Saturday, January 20, 2007

When I saw Pan's Labyrinth, there were two of those people in the audience that have to say "Hmm" loudly every time some crucial bit of plot is revealed. I love the Landmark in Hillcrest, but gods the clientele can be silly. Don't get me wrong, it's better than the regular theatres where hicks might chatter for the whole movie. But I marvel at the people who giggled at a casual reference to marijuana in Volver, or the guy who laughed loudly when Captain Vidal said, "Don't fuck with me." Yeah, okay, we understand you get it, you're not a rube. Well, not in the way you think.

Last night I watched A Canterbury Tale and Strangers with Candy, an odd double feature to be sure, but a good one. It was followed by two strange dreams;

In the first, I found myself accustomed to zombies wandering about town and even in my home at night. I was used to swerving to avoid them while driving, and I was used to hurrying past them to get to my room. But one night, I was disturbed to find all the zombies had disappeared. I cautiously entered this dark house, and saw no one. But when I reached for a light switch, I found a warm rotting hand instead--I woke up and was immediately frightened by the rumpled sheets next to me, which looked like a large, sobbing face.
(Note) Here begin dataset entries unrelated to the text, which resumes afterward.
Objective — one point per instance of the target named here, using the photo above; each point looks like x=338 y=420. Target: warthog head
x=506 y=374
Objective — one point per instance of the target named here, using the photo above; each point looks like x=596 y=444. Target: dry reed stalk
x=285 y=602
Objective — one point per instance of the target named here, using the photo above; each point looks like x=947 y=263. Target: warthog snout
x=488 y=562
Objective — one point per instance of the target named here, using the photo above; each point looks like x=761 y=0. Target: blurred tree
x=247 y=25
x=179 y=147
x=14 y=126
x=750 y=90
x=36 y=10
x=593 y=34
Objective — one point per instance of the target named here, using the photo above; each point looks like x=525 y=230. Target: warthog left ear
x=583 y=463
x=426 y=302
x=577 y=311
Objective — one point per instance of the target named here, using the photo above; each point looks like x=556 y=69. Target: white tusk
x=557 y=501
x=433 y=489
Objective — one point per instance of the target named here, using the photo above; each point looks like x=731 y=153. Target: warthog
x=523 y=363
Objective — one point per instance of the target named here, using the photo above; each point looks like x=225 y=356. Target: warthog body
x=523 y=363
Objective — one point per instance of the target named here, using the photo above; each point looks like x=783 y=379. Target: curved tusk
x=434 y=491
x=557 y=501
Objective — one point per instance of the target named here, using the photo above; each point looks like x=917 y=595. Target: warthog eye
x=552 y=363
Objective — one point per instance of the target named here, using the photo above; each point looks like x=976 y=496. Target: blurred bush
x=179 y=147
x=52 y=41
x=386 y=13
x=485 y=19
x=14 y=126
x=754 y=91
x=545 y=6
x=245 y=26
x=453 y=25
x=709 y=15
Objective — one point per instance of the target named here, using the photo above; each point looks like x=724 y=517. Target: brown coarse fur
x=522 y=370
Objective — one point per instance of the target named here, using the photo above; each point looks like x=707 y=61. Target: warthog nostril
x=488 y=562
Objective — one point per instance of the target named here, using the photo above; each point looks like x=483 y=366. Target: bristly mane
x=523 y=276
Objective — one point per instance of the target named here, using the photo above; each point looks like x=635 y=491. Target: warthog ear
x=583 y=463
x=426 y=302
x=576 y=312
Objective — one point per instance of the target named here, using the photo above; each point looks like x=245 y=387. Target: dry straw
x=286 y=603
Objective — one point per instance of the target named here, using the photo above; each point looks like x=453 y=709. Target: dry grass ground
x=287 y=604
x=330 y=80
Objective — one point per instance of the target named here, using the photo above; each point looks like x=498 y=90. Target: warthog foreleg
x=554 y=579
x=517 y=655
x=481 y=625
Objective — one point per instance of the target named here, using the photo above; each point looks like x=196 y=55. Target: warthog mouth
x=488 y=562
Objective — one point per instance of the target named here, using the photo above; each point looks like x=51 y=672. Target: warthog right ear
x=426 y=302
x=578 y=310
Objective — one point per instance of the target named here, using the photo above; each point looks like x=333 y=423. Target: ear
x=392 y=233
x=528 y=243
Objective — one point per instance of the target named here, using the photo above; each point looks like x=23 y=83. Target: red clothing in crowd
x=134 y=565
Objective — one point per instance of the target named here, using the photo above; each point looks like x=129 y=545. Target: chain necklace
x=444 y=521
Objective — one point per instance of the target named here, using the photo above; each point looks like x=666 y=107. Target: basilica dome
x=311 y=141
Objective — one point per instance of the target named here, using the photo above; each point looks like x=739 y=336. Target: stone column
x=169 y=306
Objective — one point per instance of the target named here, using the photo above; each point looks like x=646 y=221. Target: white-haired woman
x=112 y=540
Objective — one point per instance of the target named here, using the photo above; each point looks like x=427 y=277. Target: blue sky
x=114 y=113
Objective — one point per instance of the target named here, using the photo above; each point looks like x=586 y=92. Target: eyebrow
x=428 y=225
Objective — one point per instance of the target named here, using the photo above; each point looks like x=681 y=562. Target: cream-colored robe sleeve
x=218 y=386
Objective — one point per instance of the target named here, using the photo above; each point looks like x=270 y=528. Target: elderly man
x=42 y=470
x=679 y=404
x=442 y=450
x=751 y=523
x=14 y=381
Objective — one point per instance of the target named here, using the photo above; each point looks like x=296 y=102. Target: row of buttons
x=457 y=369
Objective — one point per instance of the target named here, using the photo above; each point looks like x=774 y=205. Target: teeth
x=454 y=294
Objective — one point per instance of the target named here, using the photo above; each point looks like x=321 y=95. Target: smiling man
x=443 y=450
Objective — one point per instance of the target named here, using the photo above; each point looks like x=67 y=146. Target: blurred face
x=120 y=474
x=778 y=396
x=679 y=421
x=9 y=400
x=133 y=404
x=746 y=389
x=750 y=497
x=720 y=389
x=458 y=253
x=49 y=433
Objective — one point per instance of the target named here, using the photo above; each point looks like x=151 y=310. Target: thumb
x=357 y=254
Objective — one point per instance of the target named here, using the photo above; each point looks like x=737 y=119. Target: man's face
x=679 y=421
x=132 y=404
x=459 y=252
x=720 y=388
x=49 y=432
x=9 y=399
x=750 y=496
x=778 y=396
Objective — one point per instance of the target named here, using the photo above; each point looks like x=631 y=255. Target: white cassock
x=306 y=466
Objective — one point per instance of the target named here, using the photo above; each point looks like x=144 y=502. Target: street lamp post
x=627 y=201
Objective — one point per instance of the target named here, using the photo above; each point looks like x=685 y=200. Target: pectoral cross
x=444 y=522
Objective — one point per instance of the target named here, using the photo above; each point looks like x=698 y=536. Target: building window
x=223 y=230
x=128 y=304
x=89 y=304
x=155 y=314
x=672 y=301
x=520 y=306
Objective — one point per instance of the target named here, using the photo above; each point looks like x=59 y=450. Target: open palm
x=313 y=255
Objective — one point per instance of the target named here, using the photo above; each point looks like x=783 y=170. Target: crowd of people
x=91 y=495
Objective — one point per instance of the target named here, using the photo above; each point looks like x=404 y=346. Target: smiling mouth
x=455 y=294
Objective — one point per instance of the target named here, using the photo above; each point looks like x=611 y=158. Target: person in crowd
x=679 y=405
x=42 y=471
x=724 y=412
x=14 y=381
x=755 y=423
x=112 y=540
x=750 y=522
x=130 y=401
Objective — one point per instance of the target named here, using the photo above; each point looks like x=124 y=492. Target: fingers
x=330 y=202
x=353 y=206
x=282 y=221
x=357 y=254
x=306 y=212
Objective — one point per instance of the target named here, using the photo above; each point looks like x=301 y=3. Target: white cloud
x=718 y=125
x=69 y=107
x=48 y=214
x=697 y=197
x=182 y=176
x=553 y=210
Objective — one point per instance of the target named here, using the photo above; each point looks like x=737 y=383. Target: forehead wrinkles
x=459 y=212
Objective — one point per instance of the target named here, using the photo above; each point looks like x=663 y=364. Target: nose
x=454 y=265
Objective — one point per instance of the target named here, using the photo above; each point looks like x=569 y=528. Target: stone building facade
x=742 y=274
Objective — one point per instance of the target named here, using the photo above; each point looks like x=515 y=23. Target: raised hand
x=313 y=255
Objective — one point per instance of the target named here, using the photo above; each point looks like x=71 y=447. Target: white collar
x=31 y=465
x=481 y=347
I went back to sleep, and this time dreamt I was running around Baghdad with a large pulse rifle. Aeryn Sun was holding onto me, her arms around my neck and her legs around my waist. She wouldn't let go, but she seemed to get angry whenever the alignment of genitals made mine happy. War torn Baghdad at times morphed into grocery store aisles.

I suppose now's as good a time as any for me to finally get around to discussing Ray Bradbury's Something Wicked This Way comes. It's about two thirteen year-old boys and the father of one who encounter a sinister carnival and engage in a battle of good versus evil, innocence versus sin, nature versus perversion. There's a general innocence about the novel, as the first portion describes an idyllic 1950s town with normal and loving families for the protagonists. Some might take the narrative as ironic, but I took it as absolutely sincere--There's a genuine love for how things naturally are for families and communities which is established to reveal the evil inherent in an agency bent on making the young prematurely old and giving unnatural youth to the mothers and fathers.

The set stage made a lot more sense to me when I discovered the novel was based on a screenplay Bradbury had written for Gene Kelly. As Charles Halloway, I'd instantly accept any of the pithy speeches Gene Kelly made, and I'd wholly believe he could defeat evil with his laughter.

The novel still works as interplay of the opposing forces. Some of the atmosphere created around the carnival's Mr Dark and the Dust Witch is palpably sinister.